Ciepło, bezwietrznie i słonecznie – tak było w Koszalinie w miniony poniedziałek. To był piękny dzień, który spędziliśmy u Eli i Szymka – rodzinnie, serdecznie i jak zawsze bardzo gościnnie.
Uroki koszalińskiej jesieni dzięki pięknej słonecznej pogodzie mogliśmy w pełni docenić odwiedzając grób rodziców na cmentarzu oraz przepiękny zabytkowy Park Książąt Pomorskich (1817), który po rewitalizacji pokazuje całe swoje piękno.

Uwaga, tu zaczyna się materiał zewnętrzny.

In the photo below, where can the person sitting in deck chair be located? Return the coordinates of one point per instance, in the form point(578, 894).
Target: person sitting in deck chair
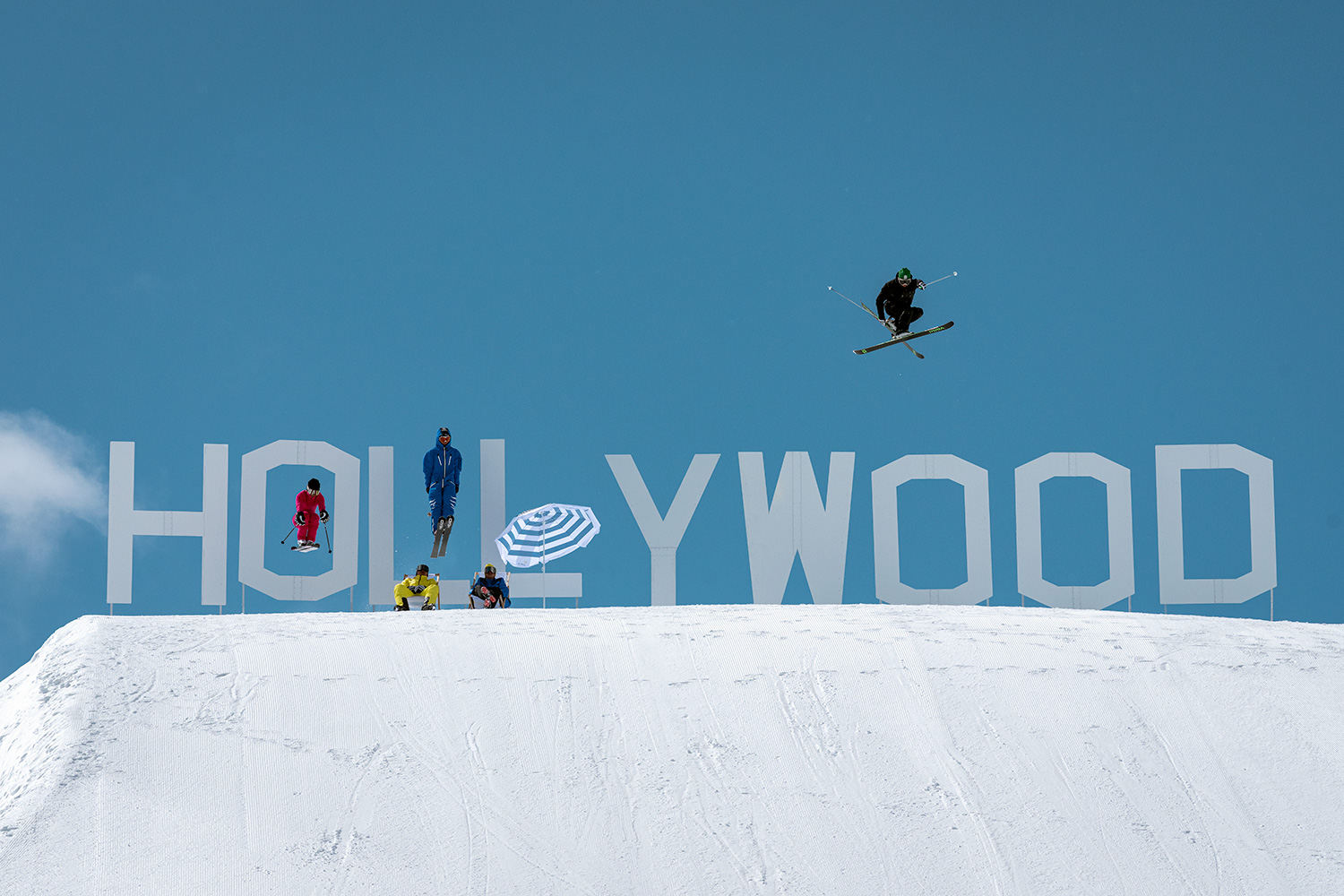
point(491, 590)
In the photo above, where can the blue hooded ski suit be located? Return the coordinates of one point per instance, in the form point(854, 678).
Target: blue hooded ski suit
point(443, 470)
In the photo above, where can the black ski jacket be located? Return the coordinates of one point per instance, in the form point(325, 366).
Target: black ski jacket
point(895, 298)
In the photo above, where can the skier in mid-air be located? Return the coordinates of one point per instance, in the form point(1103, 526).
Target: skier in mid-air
point(443, 471)
point(309, 509)
point(895, 303)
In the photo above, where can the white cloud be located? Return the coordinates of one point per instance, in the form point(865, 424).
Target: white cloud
point(47, 481)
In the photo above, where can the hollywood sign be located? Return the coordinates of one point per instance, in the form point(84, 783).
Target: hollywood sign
point(793, 521)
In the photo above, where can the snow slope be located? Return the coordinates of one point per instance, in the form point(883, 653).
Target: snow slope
point(676, 750)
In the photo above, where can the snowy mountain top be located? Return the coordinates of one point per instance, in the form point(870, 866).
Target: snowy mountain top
point(683, 750)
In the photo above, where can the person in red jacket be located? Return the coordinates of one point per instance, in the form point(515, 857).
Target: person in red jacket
point(309, 509)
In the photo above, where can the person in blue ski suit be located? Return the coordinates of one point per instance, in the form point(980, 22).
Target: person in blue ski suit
point(443, 474)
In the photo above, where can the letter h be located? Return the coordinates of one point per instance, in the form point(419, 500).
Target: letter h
point(210, 524)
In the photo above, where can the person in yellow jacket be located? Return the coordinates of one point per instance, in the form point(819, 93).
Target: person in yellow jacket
point(417, 586)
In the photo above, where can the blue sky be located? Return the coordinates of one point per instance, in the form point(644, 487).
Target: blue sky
point(594, 228)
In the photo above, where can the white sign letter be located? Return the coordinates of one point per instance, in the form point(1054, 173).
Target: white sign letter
point(1171, 536)
point(210, 524)
point(663, 535)
point(796, 521)
point(886, 530)
point(1120, 530)
point(252, 538)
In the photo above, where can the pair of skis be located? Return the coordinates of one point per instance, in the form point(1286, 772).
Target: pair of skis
point(441, 532)
point(895, 338)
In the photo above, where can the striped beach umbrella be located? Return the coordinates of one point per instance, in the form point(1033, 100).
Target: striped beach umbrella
point(546, 532)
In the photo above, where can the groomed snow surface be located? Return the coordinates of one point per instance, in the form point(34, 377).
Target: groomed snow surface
point(676, 750)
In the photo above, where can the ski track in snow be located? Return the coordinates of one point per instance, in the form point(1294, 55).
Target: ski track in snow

Okazałe stare drzewa, a wśród nich liczne pomniki przyrody. Starodrzew zawsze wzbudza we mnie dużo pozytywnych wrażeń.
Na rzece i stawie w parku podziwiać można łabędzie oraz kaczki krzyżówki z niebieskim lusterkiem o metalicznym połysku na skrzydłach.
Ten przystojniak zasługuje na zdjęcie większego formatu.
Kochani dziękujemy raz jeszcze za bardzo miły dzień, który z Wami spędziliśmy oraz za pyszną gościnę (zwłaszcza sernik – „mistrzostwo świata”!).